A pequena exposição narrada no início do texto, cheia de produtos agrícolas, alguns dos quais bem ensacados (arroz, feijão, soja, trigo e cevada) e outros conservados em potes de vidro devidamente rotulados (mel, doces de morango e polpa de toma-te), sabão feito com óleo de palma, foi objecto da visita do Chefe de Estado, João Lourenço, no dia em que falou para os jovens da província, a 19 de Outubro.

Chinguar: Agricultura e indústria devem casar-se

Osvaldo Cangombe, engenheiro agrónomo e director municipal da Agricultura no Chinguar, um município da província do Bié com 3054 quilómetros quadrados e cerca de 299 mil habitantes, defende que "agricultura e indústria devem casar-se", em nome do desenvolvimento do país.
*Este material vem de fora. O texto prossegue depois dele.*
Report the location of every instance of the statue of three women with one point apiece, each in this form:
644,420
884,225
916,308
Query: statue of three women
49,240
Porque, além de evitar que produtos sejam deitados, por apodrecimento, o enlace promoveria a diversidade, na oferta.
O Chinguar é conhecido pela produção de batata-rena, o seu cartão de visita, não só pela qualidade, mas também pela quantidade. Produz, normalmente, grandes quantidades, segundo o director muni-
cipal da Agricultura. Por exemplo, no sector familiar, está a ser possível tirar dez a 15 toneladas de batata-rena e de 4 a 6 toneladas de milho por hectare. Com isso, está a ser possível combater a fome e a pobreza no seio das famílias camponesas. Além dessa cultura, o Chinguar é também grande produtor de cereais, sem olvidar a produção de tubérculos e hortícolas. É bom notar que a vida faz-se nos municípios mesmo quando quase tudo está em falta em termos de estruturas de suporte.
"O que falta, para que migremos da agricultura de subsistência para uma agricultura que case com a pequena indústria transformadora, são políticas públicas inovadoras e voltadas para o apoio ao cam-po. É preciso que surjam, nos nossos municípios, pequenas indústrias transformadoras da nossa batata, tomate, maracujás, morangos, milho e trigo", disse Osvaldo Cangombe.
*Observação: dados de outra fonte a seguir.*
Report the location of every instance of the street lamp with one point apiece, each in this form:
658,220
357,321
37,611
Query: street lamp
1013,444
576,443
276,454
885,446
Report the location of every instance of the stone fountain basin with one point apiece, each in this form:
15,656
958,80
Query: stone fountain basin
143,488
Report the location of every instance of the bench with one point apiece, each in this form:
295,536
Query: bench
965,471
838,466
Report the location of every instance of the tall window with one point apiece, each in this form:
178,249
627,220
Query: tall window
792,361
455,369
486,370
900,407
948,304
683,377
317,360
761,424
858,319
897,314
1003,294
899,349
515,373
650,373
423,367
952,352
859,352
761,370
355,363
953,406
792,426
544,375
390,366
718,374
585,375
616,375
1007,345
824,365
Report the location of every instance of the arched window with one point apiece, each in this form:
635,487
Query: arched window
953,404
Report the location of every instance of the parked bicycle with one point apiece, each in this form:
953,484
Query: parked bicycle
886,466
Para o responsável, "só com isso teremos estabilidade e certeza de que poderemos produzir sem o receio de meter grandes quantidades no lixo, principalmente, quando há enormes excedentes. Isso não é bom para ninguém, não é bom para as famílias camponesas, que são afectadas, não só material, mas também, psicologicamente. Se um dia fossem instaladas pequenas indústrias transformadoras nos municípios, seria muito bom, principalmente para o Chinguar", explica.